Piazza Vittorio, è in sala il documentario di Abel Ferrara con Matteo Garrone e William Defoe
Piazza Vittorio di Abel Ferrara, presentato fuori concorso durante la 74^ Mostra Internazionale d’Arte Cinematografica di Venezia, è arrivato nelle sale questa settimana.
Abel Ferrara ci porta in giro per la grande piazza romana, diventata nel tempo uno dei luoghi-simbolo della convivenza multiculturale in Italia.
Piazza Vittorio è un’operazione gioiosa ma priva di acume, che affronta l’integrazione e la convivenza multiculturale senza un preciso progetto. Abel Ferrara è parecchio lontano dalla verve di Milano, Via Padova, il brillante documentario di Flavio Mastrella e Antonio Rezza: corrispettivo milanese di Piazza Vittorio, ben cinque anni fa raccontava con sagacia e una giusta dose di surrealismo gli esiti della convivenza fra migranti e residenti nella periferia milanese.
Piazza Vittorio ha più l’aspetto della paginetta di diario, un raccontino molle e divertito che finisce col confermare il più banale stereotipo dello sguardo americano sull’Italia, in questo caso sul microcosmo racchiuso fra via Merulana, San Giovanni e Colle Oppio (dove il regista vive da tre anni con la compagna Christina).
Abel Ferrara aveva avvertito a Venezia: nessuna pretesa di oggettività, solo il racconto della sua Roma, un racconto che manca però di una progettualità minima.
In Piazza Vittorio Woody Guthrie che canta del sogno californiano si giustappone a Chitarra Romana nelle versioni di Gabriella Ferri e Claudio Villa, mentre la camera di Abel Ferrara (spesso presente in prima persona nel girato) incontra il volto e la voce degli immigrati, ripresi purtroppo come fossero parte dell’arredamento della piazza.
Di seguito troviamo Matteo Garrone, che vive da tempo a Piazza Vittorio (e che l’ha pure raccontata nel suo film Estate Romana, presente nel documentario di Abel Ferarra sotto forma di inserti) ma che evita di parlare – almeno di fronte alla camera – del rapporto col nuovo inquilino della piazza: Paolo Sorrentino.
Continuando la passeggiata incontriamo Willem Defoe, attore feticcio di Abel Ferrara, una processione religiosa e alcuni militanti di Casapound che, intervistati da Abel Ferrara nella sede di via Napoleone III, non perdono l’occasione per ribadire le loro solite desolanti (e pericolose) opinioni razziste.

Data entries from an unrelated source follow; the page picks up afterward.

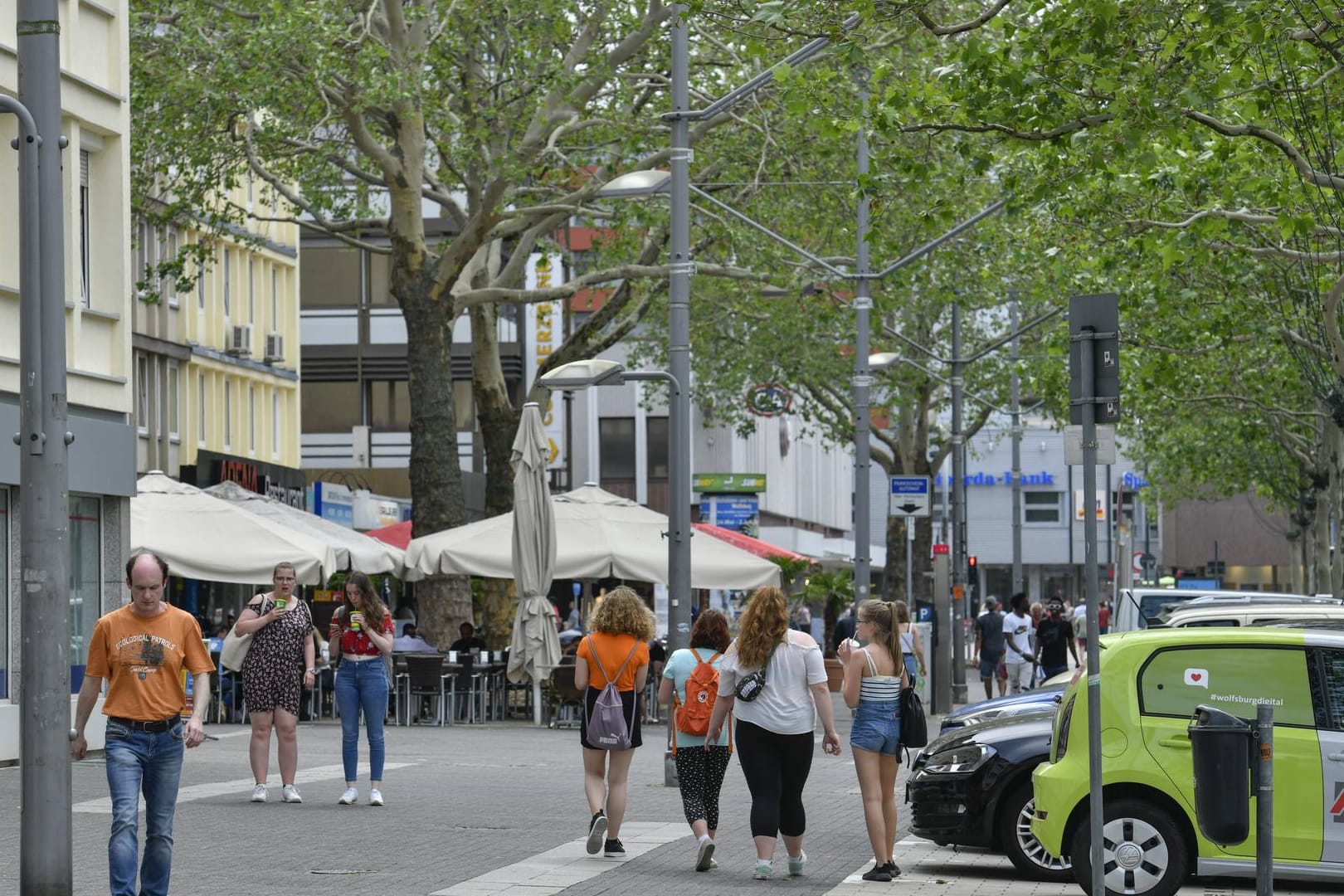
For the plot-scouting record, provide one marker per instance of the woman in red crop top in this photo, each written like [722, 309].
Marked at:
[362, 631]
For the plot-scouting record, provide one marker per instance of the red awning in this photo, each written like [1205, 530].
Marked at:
[746, 543]
[397, 535]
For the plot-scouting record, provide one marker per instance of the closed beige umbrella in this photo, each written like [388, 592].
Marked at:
[535, 648]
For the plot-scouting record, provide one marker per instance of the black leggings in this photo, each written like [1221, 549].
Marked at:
[699, 772]
[776, 767]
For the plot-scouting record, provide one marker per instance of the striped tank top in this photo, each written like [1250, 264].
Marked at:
[878, 687]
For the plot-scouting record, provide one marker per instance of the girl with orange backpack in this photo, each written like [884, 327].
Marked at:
[691, 684]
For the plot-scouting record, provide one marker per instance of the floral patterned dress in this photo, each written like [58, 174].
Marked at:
[273, 670]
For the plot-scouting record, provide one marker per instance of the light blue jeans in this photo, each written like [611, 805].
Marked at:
[362, 685]
[152, 763]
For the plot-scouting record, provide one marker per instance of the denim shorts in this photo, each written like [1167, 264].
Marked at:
[877, 727]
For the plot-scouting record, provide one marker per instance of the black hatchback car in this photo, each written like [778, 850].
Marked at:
[972, 787]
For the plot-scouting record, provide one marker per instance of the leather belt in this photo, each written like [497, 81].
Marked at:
[149, 727]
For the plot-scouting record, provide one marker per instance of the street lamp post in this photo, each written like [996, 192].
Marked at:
[46, 860]
[578, 375]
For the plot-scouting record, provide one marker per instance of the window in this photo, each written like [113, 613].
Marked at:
[169, 284]
[144, 258]
[331, 407]
[657, 446]
[331, 278]
[1042, 508]
[173, 433]
[143, 394]
[616, 448]
[85, 579]
[1176, 680]
[85, 232]
[390, 406]
[1327, 685]
[4, 592]
[201, 410]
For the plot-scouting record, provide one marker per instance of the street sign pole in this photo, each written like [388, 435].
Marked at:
[1094, 382]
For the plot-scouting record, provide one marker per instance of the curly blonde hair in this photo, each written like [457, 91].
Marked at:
[763, 625]
[622, 611]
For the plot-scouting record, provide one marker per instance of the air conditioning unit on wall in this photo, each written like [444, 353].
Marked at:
[275, 347]
[240, 340]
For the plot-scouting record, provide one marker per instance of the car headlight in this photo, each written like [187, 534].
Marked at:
[958, 759]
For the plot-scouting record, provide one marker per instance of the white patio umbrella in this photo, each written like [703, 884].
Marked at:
[535, 648]
[353, 550]
[597, 535]
[212, 540]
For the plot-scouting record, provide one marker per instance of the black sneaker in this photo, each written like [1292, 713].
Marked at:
[597, 833]
[878, 874]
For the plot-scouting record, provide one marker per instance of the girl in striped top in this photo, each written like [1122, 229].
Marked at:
[874, 677]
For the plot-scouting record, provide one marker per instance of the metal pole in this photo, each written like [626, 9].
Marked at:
[679, 345]
[1016, 453]
[958, 516]
[46, 857]
[1089, 409]
[862, 377]
[910, 568]
[1265, 801]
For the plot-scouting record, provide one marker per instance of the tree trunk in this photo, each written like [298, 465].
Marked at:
[494, 412]
[436, 472]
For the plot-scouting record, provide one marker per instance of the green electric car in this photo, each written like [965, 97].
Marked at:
[1151, 684]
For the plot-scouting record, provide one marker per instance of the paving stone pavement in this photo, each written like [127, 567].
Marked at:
[498, 809]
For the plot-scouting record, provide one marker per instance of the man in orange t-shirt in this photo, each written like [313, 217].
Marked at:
[141, 649]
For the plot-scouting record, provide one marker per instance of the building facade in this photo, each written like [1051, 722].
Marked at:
[95, 190]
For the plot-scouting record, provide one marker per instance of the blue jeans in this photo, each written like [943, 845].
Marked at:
[152, 763]
[362, 685]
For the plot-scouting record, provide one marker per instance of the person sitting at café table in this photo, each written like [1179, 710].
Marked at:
[409, 641]
[470, 641]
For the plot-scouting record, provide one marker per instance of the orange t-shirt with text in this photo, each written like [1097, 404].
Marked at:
[143, 661]
[611, 649]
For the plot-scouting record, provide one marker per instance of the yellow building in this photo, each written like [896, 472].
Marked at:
[95, 190]
[217, 367]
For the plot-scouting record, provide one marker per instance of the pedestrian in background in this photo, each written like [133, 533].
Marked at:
[617, 649]
[280, 665]
[360, 633]
[1018, 650]
[143, 650]
[990, 646]
[774, 731]
[874, 677]
[699, 763]
[1055, 642]
[912, 652]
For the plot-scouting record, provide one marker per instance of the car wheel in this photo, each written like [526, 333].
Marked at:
[1142, 850]
[1020, 845]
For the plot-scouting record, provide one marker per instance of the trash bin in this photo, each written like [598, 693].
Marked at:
[1220, 744]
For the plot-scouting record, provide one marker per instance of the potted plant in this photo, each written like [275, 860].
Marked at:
[835, 592]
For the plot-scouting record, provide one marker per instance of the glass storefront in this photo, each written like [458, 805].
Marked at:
[85, 579]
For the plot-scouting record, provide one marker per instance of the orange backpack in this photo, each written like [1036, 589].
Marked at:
[702, 689]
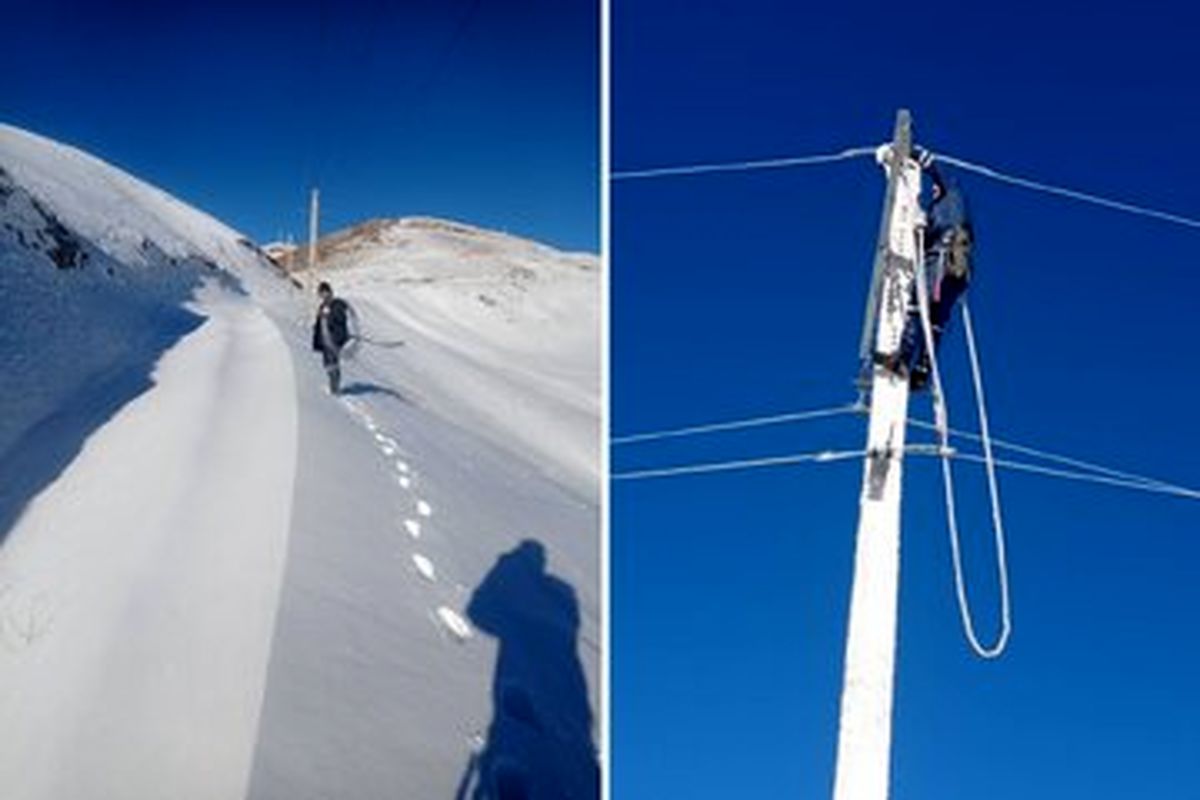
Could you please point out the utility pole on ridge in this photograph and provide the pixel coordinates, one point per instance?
(313, 210)
(864, 735)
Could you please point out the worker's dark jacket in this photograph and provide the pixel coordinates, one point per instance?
(949, 238)
(331, 330)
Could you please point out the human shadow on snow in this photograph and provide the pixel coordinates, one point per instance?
(539, 744)
(360, 388)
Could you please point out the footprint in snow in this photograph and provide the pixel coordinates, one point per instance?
(424, 566)
(455, 624)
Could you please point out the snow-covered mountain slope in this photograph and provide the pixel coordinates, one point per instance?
(505, 331)
(216, 581)
(94, 265)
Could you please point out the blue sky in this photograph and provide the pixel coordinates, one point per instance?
(737, 295)
(472, 109)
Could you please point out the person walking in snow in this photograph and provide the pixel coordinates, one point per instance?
(330, 332)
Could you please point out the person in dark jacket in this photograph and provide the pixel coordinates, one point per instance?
(330, 332)
(948, 240)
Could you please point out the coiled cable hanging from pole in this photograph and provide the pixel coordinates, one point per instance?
(941, 420)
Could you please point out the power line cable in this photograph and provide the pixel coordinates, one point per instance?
(822, 457)
(1086, 197)
(742, 166)
(735, 425)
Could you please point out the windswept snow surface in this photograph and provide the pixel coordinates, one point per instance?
(216, 581)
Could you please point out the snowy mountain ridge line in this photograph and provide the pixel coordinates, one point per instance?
(114, 210)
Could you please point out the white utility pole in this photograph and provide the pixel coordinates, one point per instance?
(313, 210)
(864, 735)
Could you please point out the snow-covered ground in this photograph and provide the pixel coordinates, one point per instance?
(216, 581)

Chiude la carrellata Sonia, la simpaticissima ristoratrice cinese che racconta con accento romano della brutta rapina subita anni addietro e della sua passione per Mao Zedong.
Piazza Vittorio vuole anche essere un’operazione nostalgica (fortunatamente è stata evitata la citazione di Ladri di Biciclette) ma scade nella banalità del degrado temporale. Siamo purtroppo lontani dai fortunati e coraggiosi esiti del suo Pasolini (anch’esso presentato a Venezia, fuori concorso nel 2014), in cui la città di Roma – col suo aspetto millenaristico e decadente – era parte integrante del racconto. Quella di Pasolini era una Roma notturna e ferina, pronta a divorare desideri e amarezze, una rappresentazione funzionale al racconto, sperimentale e coraggioso, degli ultimi giorni di vita di PPP.
Archiviata l’esperienza di Piazza Vittorio Abel Ferrara rimane a girare in Italia: questo inverno con Willem Defoe e Isabelle Huppert sulle Dolomiti e successivamente per dedicarsi a un progetto su Padre Pio.